The first visitor of the New Year is very important to Vietnamese because they he or she is believed to decide the luck of the host for the entire year. Traditionally, the visitor is a member of the family or a good friend.

According to historian Le Van Lan, as the nation's economy depends so much on farming, the earth was very important. The Xong dat, (first visit to a land) custom has its roots in this belief.

It is thought that if the land is good, the house is built on it is good and the family who lives on it will have good luck. The custom is also an occasion for people "to show love to the Mother Land ," Lan said.

The Xong dat custom originally aimed to show one's love for the earth. It is a sacred connection and can't be turned into a service, said historian Lan. "Traditionally, the person who is the first visitor of the house must have a pure soul and be genuine. It should be someone from your family," he added.

Giving money on the occasion of New Year, with desires that better things will happen in future, has become an indispensable custom of the Vietnamese during the Lunar New Year (Tet) festival.

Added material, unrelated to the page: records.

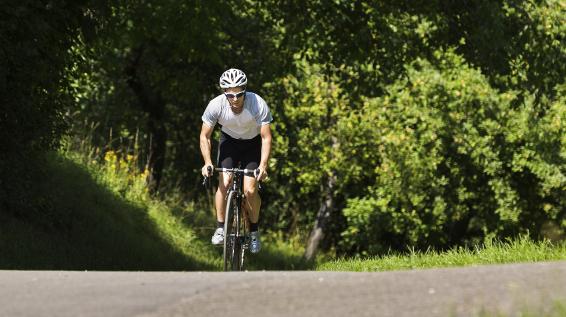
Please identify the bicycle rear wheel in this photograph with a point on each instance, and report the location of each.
(232, 245)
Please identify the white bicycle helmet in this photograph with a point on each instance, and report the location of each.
(233, 78)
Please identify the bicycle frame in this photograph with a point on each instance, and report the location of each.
(235, 236)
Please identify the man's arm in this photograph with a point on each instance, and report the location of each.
(206, 146)
(265, 133)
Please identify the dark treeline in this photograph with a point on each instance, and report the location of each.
(397, 123)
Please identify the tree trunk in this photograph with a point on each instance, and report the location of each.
(153, 104)
(323, 217)
(156, 153)
(325, 212)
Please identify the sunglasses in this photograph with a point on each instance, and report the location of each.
(237, 96)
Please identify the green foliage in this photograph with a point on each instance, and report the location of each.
(426, 123)
(522, 249)
(449, 169)
(34, 38)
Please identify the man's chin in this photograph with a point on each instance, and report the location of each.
(237, 110)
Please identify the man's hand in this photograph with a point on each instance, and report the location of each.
(262, 174)
(205, 170)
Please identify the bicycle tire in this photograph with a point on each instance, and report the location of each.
(229, 236)
(238, 245)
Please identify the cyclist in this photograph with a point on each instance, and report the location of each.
(245, 138)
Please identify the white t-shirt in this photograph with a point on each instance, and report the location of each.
(246, 124)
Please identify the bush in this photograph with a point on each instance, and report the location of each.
(457, 162)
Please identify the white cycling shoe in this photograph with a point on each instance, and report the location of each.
(255, 244)
(218, 236)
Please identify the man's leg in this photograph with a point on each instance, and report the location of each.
(252, 205)
(220, 202)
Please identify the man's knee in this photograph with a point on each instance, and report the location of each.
(251, 192)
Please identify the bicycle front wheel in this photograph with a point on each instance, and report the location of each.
(231, 234)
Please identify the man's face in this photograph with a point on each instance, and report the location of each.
(235, 97)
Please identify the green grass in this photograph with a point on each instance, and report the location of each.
(496, 252)
(90, 218)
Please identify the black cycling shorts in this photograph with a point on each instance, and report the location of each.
(239, 152)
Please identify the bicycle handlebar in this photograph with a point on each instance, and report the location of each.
(206, 179)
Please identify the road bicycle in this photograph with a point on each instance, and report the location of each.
(236, 236)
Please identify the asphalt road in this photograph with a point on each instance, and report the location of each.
(508, 290)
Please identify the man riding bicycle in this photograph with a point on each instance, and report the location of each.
(245, 139)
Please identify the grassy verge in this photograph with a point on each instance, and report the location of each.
(95, 217)
(496, 252)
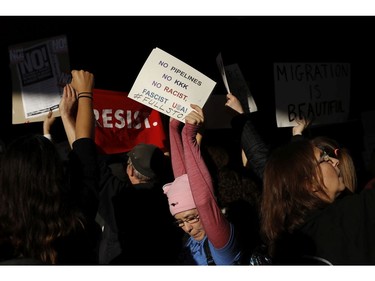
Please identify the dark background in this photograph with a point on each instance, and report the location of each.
(115, 48)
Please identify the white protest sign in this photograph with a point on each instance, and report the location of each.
(169, 85)
(320, 91)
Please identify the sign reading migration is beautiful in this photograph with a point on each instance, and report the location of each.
(319, 91)
(169, 85)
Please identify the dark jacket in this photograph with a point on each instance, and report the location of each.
(138, 227)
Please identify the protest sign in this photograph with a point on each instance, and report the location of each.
(39, 70)
(169, 85)
(319, 91)
(236, 84)
(121, 123)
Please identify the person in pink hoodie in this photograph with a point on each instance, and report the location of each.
(211, 238)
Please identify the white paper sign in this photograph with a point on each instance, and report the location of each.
(239, 87)
(169, 85)
(320, 91)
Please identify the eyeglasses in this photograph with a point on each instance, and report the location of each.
(190, 220)
(327, 154)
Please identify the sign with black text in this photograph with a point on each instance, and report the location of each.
(318, 91)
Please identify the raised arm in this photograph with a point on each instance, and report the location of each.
(83, 83)
(68, 112)
(216, 226)
(177, 150)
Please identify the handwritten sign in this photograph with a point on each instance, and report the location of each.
(39, 70)
(169, 85)
(319, 91)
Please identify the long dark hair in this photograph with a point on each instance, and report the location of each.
(290, 175)
(34, 205)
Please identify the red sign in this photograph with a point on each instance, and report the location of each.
(121, 123)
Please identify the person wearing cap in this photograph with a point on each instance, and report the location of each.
(137, 228)
(191, 200)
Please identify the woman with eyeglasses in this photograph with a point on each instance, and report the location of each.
(302, 220)
(211, 238)
(257, 152)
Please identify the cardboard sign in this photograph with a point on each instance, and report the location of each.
(319, 91)
(169, 85)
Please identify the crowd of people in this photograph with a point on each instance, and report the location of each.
(294, 204)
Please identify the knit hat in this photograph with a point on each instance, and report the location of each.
(148, 159)
(179, 195)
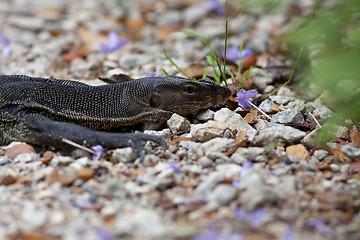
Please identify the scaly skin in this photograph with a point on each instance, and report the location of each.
(43, 111)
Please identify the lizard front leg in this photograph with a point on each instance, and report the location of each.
(40, 130)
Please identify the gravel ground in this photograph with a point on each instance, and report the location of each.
(225, 174)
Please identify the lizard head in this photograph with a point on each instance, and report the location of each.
(183, 96)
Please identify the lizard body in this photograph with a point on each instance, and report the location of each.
(43, 111)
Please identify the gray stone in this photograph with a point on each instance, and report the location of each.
(222, 195)
(205, 162)
(34, 216)
(123, 155)
(287, 187)
(194, 14)
(256, 197)
(288, 116)
(232, 119)
(209, 130)
(61, 161)
(131, 60)
(188, 144)
(342, 132)
(323, 112)
(218, 145)
(163, 133)
(260, 124)
(178, 123)
(266, 106)
(30, 23)
(311, 139)
(217, 155)
(251, 179)
(281, 99)
(150, 158)
(141, 222)
(285, 91)
(209, 182)
(243, 154)
(228, 170)
(205, 115)
(279, 132)
(27, 157)
(351, 151)
(334, 167)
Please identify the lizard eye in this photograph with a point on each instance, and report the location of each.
(189, 90)
(155, 101)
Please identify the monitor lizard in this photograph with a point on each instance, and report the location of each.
(43, 111)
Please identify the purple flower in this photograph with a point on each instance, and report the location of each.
(233, 53)
(245, 53)
(5, 45)
(255, 218)
(103, 234)
(287, 235)
(98, 149)
(214, 5)
(115, 43)
(174, 166)
(243, 98)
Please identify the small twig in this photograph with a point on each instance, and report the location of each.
(261, 111)
(77, 145)
(317, 122)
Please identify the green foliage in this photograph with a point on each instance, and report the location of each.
(332, 44)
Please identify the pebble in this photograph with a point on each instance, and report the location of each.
(311, 139)
(209, 130)
(178, 123)
(205, 162)
(256, 197)
(61, 161)
(288, 116)
(14, 150)
(25, 158)
(262, 78)
(129, 61)
(205, 115)
(217, 145)
(123, 155)
(163, 133)
(256, 154)
(285, 91)
(194, 14)
(277, 131)
(202, 181)
(222, 195)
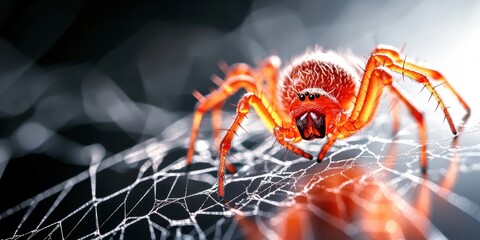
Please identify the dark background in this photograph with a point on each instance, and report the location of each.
(61, 61)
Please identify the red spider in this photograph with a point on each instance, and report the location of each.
(320, 93)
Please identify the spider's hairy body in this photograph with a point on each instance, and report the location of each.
(318, 94)
(327, 71)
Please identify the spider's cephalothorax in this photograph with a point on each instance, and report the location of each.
(319, 94)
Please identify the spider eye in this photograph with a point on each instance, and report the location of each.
(311, 125)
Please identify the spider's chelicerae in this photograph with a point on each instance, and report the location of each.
(319, 94)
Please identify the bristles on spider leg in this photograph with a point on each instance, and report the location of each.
(198, 96)
(223, 66)
(217, 80)
(242, 127)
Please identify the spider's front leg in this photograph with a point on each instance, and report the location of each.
(281, 133)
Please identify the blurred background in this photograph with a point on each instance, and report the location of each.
(82, 73)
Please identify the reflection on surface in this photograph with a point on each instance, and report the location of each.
(350, 202)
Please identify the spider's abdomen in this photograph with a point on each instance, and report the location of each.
(333, 73)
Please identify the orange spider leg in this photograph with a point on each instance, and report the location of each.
(228, 88)
(269, 72)
(217, 123)
(435, 75)
(238, 76)
(267, 117)
(363, 110)
(420, 78)
(417, 114)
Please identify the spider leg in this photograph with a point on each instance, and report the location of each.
(364, 108)
(378, 78)
(214, 100)
(431, 73)
(217, 123)
(237, 77)
(267, 117)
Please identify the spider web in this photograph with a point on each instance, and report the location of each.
(369, 186)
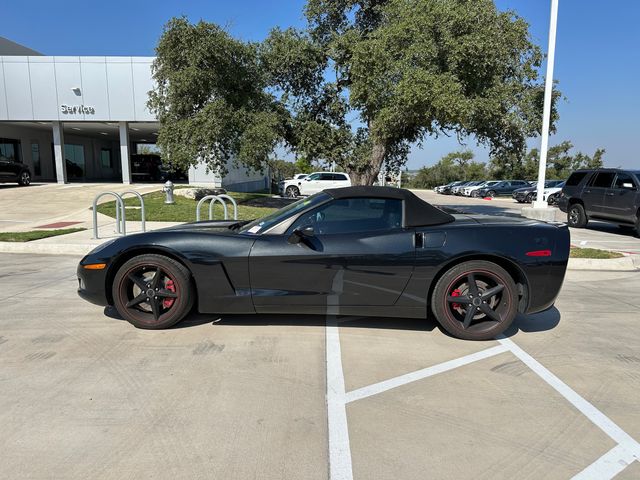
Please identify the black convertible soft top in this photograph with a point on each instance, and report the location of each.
(417, 212)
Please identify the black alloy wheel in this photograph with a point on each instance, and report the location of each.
(292, 192)
(152, 291)
(576, 216)
(475, 300)
(25, 179)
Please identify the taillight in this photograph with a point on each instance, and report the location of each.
(539, 253)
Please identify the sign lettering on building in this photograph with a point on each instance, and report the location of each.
(74, 109)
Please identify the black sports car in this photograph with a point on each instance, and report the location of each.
(374, 251)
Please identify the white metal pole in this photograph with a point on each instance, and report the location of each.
(541, 202)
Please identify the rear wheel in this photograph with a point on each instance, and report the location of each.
(576, 216)
(152, 291)
(292, 192)
(475, 300)
(24, 179)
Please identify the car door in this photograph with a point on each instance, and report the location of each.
(359, 254)
(619, 200)
(594, 192)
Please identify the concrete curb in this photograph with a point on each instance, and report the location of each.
(628, 263)
(46, 248)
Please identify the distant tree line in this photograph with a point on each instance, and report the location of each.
(460, 165)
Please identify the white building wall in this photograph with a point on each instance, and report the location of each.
(109, 88)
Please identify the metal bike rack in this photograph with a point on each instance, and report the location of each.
(213, 198)
(142, 213)
(120, 216)
(235, 205)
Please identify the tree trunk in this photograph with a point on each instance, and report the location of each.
(369, 173)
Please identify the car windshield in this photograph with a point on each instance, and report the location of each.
(265, 223)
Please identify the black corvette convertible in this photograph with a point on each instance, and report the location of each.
(374, 251)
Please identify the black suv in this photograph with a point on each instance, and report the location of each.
(12, 171)
(608, 194)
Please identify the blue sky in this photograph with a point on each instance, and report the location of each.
(597, 53)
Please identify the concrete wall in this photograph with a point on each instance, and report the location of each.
(75, 88)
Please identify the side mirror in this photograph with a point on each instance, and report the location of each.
(299, 234)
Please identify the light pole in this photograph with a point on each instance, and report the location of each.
(540, 201)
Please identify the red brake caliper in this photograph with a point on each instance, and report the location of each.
(167, 302)
(455, 293)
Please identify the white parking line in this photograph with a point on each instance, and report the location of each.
(339, 448)
(598, 418)
(607, 466)
(380, 387)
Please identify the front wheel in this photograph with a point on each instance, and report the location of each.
(152, 291)
(25, 179)
(576, 216)
(475, 300)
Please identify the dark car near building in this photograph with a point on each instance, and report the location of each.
(528, 194)
(606, 194)
(504, 187)
(372, 251)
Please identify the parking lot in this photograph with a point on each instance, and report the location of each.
(85, 395)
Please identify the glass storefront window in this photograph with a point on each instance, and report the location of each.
(35, 158)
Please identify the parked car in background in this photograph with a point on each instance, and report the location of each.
(446, 189)
(473, 191)
(458, 189)
(607, 194)
(552, 194)
(13, 171)
(503, 187)
(527, 194)
(314, 182)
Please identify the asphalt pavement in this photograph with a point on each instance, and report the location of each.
(86, 395)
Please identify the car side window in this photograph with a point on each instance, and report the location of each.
(621, 179)
(603, 179)
(352, 215)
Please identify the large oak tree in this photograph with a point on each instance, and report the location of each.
(359, 86)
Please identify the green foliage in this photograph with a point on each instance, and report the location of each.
(358, 86)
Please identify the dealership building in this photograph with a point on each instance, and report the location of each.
(82, 118)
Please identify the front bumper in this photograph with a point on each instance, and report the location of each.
(92, 285)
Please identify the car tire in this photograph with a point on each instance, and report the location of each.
(576, 216)
(24, 179)
(172, 301)
(479, 313)
(292, 192)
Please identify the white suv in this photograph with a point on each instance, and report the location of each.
(314, 183)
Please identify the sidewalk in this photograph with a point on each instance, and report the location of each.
(80, 243)
(40, 204)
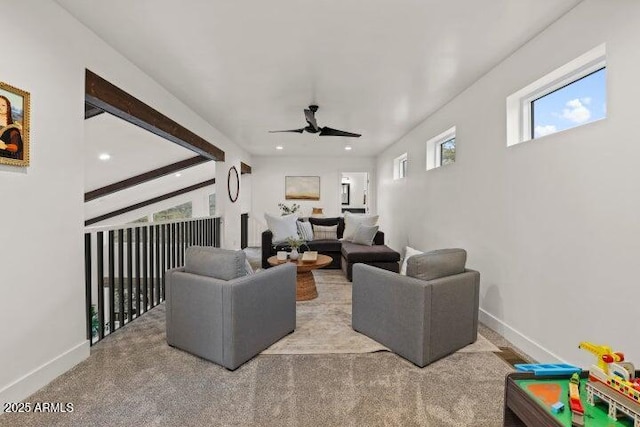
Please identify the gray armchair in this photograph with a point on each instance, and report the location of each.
(423, 316)
(216, 311)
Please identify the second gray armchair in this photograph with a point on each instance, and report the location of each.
(216, 311)
(423, 316)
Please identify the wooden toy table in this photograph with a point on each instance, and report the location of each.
(522, 407)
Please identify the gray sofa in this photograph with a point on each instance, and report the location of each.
(423, 316)
(216, 311)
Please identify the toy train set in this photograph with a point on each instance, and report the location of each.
(613, 381)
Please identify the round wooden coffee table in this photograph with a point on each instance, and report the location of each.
(305, 283)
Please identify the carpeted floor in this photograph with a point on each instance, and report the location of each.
(134, 378)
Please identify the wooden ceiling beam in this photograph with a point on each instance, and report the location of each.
(105, 96)
(144, 177)
(149, 202)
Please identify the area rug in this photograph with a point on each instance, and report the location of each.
(323, 325)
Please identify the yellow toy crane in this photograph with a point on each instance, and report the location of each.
(604, 354)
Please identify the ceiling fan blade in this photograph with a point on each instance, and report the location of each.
(325, 131)
(290, 130)
(311, 119)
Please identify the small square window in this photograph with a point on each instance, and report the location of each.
(400, 167)
(441, 149)
(448, 152)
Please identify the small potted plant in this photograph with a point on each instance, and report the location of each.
(295, 243)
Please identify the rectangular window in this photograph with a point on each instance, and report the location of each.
(400, 167)
(448, 152)
(182, 211)
(577, 103)
(573, 95)
(441, 149)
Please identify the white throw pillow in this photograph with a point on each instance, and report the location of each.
(408, 253)
(365, 235)
(352, 222)
(282, 227)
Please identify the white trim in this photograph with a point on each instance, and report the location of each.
(519, 103)
(524, 343)
(33, 381)
(433, 147)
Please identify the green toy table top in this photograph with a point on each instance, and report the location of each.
(546, 392)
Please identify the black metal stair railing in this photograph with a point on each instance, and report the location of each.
(135, 259)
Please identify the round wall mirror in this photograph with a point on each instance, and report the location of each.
(233, 184)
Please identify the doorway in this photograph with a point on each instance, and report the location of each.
(354, 192)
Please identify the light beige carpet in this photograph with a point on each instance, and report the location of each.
(323, 325)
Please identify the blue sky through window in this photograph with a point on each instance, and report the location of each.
(580, 102)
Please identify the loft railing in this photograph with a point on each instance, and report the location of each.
(244, 230)
(125, 267)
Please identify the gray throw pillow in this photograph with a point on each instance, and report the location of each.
(321, 232)
(218, 263)
(365, 234)
(305, 230)
(436, 264)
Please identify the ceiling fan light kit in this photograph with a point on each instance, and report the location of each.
(312, 126)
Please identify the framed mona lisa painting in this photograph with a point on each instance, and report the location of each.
(14, 126)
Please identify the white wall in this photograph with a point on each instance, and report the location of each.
(268, 175)
(551, 224)
(42, 321)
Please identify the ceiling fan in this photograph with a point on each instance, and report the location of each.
(310, 116)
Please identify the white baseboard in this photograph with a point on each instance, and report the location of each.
(33, 381)
(524, 343)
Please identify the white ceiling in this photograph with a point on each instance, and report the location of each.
(376, 67)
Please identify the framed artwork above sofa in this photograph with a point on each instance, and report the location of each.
(302, 187)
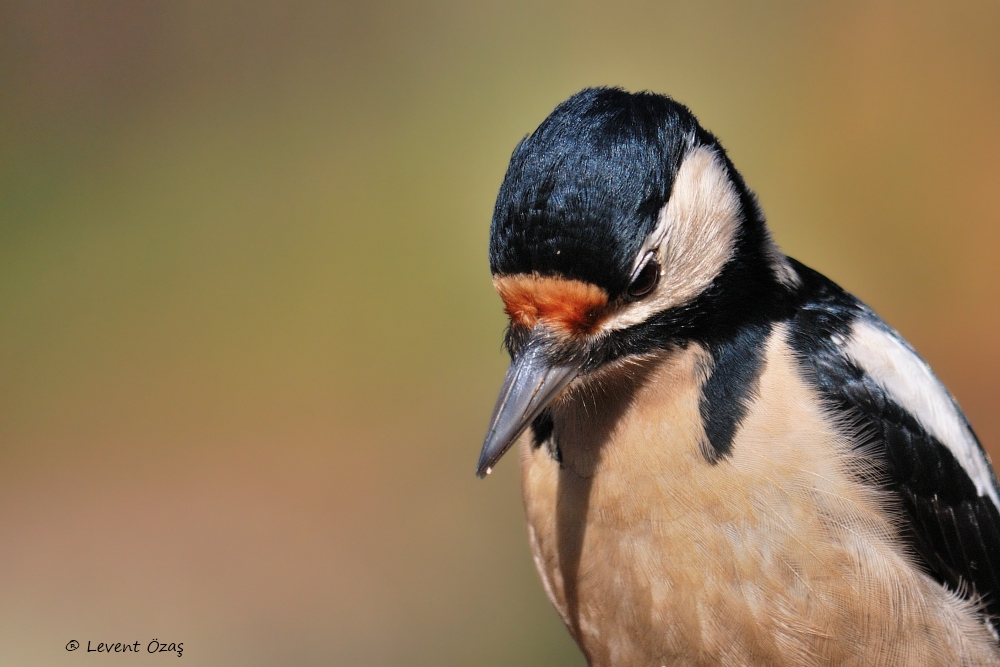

On New Year festival, the elderly normally congratulate kids on becoming a year older by presenting them with very nice and small red paper envelopes which symbolise luck and good fortune.

According to the custom, the money given on the advancement in age is brand new and of low face value, but bears wishes for growth and successful study.

Visiting pagodas at the beginning of Lunar New Year has become an age-old tradition of Vietnamese people.

While streets in Hanoi are less crowded on the first day of New Year, a stream of people goes on a pilgrimage at Tay Ho, Tran Quoc pagodas or Ngoc Son and Quan Thanh temples.

Among the religious destinations, Tay Ho pagoda attracts the largest number of visitors from both in and outside Hanoi with several thousand each day during Tet holidays.

Fruit and offering shops in the entrance leading to the pagoda are overcrowded with visitors on the occasion.
The first half of the first lunar month is the best time for a pilgrimage. Joining the flow of devotees in spring’s wonderful atmosphere you may feel the harmony of the sky and the earth./.